Enam hakim konservatif — Roberts, Neil Gorsuch, Clarence Thomas, Samuel Alito, Brett Kavanaugh, dan Amy Coney Barrett — merupakan mayoritas, sementara ketiga anggota liberal — Sonia Sotomayor, Elena Kagan, dan Ketanji Brown Jackson — tidak setuju.

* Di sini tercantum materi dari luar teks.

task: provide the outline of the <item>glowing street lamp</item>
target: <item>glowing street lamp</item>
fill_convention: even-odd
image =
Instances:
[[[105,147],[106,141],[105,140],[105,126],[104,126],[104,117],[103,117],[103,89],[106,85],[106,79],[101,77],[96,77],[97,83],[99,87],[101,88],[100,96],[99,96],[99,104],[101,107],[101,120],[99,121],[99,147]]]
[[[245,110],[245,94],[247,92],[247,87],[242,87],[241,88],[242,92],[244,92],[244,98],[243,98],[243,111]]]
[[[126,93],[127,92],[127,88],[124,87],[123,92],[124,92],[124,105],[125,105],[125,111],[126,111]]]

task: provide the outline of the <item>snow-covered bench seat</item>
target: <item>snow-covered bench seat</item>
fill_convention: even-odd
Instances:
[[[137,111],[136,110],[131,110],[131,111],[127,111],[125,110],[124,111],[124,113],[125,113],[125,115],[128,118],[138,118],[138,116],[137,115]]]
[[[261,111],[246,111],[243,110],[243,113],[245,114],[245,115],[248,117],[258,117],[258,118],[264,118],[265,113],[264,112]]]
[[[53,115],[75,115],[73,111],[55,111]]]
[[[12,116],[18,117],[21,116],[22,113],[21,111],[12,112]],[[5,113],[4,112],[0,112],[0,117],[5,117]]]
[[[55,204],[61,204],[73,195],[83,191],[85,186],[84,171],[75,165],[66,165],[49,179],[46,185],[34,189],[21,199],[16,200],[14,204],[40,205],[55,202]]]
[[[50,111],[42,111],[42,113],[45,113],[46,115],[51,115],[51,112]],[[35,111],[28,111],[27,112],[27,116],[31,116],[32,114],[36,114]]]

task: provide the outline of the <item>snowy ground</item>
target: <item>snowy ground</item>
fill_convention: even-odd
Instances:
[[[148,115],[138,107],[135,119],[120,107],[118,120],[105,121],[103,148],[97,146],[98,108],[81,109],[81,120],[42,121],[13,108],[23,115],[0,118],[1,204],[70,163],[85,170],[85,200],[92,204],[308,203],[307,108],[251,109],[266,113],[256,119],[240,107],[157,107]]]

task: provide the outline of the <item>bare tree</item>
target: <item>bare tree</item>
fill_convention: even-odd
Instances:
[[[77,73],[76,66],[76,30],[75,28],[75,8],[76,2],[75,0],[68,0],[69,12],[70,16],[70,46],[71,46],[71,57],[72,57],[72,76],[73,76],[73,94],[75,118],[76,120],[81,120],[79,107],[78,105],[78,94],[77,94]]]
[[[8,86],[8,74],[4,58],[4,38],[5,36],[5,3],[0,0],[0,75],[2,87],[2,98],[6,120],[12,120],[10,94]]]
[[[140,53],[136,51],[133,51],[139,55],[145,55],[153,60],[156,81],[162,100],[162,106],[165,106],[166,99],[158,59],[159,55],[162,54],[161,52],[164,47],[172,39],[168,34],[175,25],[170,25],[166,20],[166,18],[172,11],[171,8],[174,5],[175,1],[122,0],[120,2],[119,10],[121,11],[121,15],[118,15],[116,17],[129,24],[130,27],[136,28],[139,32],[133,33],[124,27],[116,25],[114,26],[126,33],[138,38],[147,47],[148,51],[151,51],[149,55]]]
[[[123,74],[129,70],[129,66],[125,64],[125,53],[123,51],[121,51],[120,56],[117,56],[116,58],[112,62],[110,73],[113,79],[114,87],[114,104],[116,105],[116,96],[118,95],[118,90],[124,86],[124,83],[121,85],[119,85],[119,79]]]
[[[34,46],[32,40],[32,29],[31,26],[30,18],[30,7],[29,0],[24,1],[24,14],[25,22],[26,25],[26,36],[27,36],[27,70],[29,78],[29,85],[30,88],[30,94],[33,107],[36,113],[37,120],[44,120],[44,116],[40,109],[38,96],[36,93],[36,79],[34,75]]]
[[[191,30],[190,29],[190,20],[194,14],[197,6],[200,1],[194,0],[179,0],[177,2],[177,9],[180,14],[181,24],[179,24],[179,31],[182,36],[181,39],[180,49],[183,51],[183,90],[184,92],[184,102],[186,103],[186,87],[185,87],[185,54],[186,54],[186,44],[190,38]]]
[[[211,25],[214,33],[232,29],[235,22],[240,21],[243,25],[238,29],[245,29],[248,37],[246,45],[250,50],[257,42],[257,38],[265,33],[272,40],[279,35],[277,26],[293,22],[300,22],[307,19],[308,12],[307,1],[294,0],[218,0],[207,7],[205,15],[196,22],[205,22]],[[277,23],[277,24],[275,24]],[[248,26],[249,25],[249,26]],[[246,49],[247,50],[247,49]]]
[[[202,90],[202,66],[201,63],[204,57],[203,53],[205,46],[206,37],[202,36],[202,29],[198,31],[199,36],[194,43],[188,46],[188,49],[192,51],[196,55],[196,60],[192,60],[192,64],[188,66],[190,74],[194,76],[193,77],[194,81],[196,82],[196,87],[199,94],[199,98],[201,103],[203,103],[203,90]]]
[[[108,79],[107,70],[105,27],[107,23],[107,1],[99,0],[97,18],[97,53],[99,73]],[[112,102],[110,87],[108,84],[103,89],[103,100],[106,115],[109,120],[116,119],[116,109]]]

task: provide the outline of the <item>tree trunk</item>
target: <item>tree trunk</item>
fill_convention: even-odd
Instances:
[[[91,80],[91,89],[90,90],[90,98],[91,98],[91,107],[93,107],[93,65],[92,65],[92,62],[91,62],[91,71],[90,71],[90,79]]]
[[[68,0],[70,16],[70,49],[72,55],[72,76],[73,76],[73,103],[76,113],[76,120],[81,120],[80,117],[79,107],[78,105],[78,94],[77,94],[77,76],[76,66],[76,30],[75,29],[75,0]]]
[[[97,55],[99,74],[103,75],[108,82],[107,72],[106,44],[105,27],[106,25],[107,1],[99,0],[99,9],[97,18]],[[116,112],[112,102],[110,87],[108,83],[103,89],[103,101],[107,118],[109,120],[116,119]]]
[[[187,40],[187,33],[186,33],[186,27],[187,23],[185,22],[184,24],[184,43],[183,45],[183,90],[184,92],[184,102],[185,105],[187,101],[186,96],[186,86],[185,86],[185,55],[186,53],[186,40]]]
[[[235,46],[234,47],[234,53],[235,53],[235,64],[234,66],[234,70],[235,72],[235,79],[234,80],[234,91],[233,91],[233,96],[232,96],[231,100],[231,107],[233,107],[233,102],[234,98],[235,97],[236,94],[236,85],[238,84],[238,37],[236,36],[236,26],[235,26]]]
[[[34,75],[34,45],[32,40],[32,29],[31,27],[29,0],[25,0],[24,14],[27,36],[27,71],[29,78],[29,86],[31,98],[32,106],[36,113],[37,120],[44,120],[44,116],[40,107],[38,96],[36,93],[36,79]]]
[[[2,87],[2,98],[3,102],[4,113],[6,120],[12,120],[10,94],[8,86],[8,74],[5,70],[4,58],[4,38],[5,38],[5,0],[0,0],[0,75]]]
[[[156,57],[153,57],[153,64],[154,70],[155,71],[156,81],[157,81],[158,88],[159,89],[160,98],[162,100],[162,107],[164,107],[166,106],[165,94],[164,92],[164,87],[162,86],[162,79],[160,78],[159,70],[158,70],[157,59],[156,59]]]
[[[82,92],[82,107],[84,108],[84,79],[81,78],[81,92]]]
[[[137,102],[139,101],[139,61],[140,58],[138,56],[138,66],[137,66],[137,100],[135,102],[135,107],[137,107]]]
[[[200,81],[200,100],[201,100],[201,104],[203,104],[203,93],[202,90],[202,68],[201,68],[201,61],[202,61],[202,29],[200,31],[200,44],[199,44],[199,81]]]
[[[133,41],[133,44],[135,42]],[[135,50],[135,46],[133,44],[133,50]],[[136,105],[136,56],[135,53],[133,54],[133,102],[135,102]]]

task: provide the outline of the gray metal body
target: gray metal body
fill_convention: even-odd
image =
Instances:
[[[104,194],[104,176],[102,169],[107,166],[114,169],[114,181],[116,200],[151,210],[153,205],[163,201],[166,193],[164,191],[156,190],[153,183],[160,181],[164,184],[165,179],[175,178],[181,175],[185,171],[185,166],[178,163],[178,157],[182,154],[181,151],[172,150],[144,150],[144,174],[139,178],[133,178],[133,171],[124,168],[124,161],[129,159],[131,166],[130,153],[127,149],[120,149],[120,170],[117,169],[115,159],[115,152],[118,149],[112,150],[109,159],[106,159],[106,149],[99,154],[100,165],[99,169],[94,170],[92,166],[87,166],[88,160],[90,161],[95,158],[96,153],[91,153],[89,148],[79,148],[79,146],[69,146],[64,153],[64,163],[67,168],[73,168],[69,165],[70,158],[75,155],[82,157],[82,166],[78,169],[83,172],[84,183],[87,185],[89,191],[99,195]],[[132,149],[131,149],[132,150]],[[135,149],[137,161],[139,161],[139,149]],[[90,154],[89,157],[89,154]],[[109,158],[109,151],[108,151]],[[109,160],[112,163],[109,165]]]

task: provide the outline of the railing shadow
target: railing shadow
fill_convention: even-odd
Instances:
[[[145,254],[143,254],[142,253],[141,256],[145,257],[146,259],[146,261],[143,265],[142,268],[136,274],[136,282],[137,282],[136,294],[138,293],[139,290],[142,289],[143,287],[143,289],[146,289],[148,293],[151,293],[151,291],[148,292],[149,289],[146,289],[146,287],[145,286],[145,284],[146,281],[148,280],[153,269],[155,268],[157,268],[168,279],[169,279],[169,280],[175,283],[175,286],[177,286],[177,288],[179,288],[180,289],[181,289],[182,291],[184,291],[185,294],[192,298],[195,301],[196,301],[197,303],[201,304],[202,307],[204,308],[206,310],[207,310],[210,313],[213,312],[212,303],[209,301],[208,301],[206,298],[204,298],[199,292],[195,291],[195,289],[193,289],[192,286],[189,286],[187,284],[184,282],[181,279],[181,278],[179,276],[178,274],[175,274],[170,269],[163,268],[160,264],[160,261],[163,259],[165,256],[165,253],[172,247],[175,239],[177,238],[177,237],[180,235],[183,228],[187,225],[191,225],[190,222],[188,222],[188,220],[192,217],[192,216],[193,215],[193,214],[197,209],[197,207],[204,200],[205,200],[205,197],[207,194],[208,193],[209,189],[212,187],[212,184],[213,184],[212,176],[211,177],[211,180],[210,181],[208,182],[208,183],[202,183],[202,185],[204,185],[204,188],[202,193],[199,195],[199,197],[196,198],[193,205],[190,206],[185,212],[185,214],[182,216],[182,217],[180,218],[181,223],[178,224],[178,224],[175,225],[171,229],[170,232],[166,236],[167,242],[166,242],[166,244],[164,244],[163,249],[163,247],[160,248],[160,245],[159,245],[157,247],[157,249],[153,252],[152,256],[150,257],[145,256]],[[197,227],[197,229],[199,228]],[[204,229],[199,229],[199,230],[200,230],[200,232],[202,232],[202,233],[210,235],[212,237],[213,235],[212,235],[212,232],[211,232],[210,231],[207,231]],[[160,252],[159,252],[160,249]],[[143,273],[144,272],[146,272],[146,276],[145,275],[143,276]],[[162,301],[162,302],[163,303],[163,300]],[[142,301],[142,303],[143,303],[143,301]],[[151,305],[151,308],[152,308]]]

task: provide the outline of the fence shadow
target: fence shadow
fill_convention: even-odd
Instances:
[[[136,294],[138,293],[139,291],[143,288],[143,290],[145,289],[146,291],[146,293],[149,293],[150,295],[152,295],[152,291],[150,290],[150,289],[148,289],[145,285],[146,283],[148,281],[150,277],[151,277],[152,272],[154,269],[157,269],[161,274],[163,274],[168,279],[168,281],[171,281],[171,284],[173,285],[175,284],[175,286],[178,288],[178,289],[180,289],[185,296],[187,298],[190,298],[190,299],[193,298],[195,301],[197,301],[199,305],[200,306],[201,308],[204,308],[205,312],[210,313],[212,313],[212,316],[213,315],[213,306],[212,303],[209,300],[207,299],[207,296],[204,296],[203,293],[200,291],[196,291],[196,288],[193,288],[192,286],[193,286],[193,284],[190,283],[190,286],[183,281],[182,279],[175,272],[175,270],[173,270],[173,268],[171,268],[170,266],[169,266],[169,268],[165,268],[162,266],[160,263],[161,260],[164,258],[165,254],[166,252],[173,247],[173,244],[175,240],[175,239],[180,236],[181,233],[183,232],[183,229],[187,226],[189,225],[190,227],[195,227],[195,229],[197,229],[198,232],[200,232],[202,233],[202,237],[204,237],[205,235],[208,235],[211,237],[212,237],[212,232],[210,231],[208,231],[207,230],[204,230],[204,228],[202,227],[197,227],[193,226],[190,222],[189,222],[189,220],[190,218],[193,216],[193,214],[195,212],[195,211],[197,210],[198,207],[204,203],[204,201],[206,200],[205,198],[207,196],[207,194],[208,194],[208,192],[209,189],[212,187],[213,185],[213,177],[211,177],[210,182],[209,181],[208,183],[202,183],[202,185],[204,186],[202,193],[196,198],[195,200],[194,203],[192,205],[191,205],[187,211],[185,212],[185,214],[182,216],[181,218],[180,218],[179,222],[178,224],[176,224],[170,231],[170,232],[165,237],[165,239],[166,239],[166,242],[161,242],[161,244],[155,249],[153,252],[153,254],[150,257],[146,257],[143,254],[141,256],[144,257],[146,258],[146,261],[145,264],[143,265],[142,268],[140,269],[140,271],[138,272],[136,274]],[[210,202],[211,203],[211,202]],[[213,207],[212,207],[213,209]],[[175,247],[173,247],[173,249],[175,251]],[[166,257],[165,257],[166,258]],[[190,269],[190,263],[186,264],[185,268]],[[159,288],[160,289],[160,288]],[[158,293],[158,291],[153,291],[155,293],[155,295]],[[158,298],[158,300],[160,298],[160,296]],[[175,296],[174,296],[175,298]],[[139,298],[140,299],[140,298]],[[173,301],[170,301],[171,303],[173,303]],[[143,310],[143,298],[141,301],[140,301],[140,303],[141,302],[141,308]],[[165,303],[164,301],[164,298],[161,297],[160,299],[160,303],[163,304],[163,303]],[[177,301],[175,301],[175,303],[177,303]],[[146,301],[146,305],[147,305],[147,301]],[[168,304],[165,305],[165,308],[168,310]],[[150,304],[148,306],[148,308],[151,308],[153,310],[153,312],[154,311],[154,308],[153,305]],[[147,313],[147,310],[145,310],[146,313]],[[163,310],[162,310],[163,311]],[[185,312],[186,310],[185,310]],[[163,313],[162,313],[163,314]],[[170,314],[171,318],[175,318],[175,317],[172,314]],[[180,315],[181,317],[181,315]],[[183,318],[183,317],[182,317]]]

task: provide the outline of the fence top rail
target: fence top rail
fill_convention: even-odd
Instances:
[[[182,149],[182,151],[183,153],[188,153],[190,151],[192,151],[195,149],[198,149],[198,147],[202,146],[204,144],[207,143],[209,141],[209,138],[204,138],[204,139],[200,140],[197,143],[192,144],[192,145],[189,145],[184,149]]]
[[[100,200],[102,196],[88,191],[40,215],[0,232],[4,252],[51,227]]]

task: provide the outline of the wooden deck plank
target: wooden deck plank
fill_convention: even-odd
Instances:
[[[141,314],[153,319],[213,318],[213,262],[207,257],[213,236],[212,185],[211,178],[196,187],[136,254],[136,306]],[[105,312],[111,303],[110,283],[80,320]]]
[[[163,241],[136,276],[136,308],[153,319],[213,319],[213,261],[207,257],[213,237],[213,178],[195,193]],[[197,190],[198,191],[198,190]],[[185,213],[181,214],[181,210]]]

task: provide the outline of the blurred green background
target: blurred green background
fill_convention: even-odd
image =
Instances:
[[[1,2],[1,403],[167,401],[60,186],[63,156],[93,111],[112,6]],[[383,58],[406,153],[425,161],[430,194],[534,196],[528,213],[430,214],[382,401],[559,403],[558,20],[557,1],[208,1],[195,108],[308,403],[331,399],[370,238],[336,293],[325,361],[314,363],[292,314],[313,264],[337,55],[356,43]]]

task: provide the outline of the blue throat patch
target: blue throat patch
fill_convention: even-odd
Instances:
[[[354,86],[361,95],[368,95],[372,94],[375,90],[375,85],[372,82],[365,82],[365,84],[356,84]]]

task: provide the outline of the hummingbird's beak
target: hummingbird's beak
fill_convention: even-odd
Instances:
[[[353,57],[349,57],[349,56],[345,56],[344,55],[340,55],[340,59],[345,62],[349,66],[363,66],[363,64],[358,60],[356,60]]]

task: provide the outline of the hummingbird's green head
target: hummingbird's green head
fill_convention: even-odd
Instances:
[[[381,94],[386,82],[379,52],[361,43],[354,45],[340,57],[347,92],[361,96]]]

“Presiden Amerika Serikat adalah orang paling berkuasa di negara ini, dan mungkin juga di dunia,” tulis Sotomayor dalam perbedaan pendapatnya. “Ketika dia menggunakan kekuasaan resminya dengan cara apa pun, berdasarkan alasan mayoritas, dia sekarang akan terbebas dari tuntutan pidana. Memerintahkan Tim Angkatan Laut 6 untuk membunuh pesaing politiknya? Kebal. Mengorganisir kudeta militer untuk mempertahankan kekuasaan? Kebal. Menerima suap sebagai imbalan atas pengampunan? Kebal. Kebal, kebal, kebal.”

Sedang tren

Saat mengakhiri pidatonya, Biden mengutip pendapat berbeda Sotomayor: “Saya setuju dengan pendapat berbeda Hakim Sotomayor hari ini. Ia berkata, 'Dalam setiap penggunaan kekuasaan resmi, presiden kini menjadi raja di atas hukum … Karena takut terhadap demokrasi kita, saya tidak setuju.'”

“Maka, rakyat Amerika pun harus tidak setuju — saya tidak setuju,” kata Biden. Saat ia berjalan pergi, ia mengabaikan pertanyaan dari wartawan, termasuk salah satu yang bertanya apakah ia akan keluar dari pencalonan.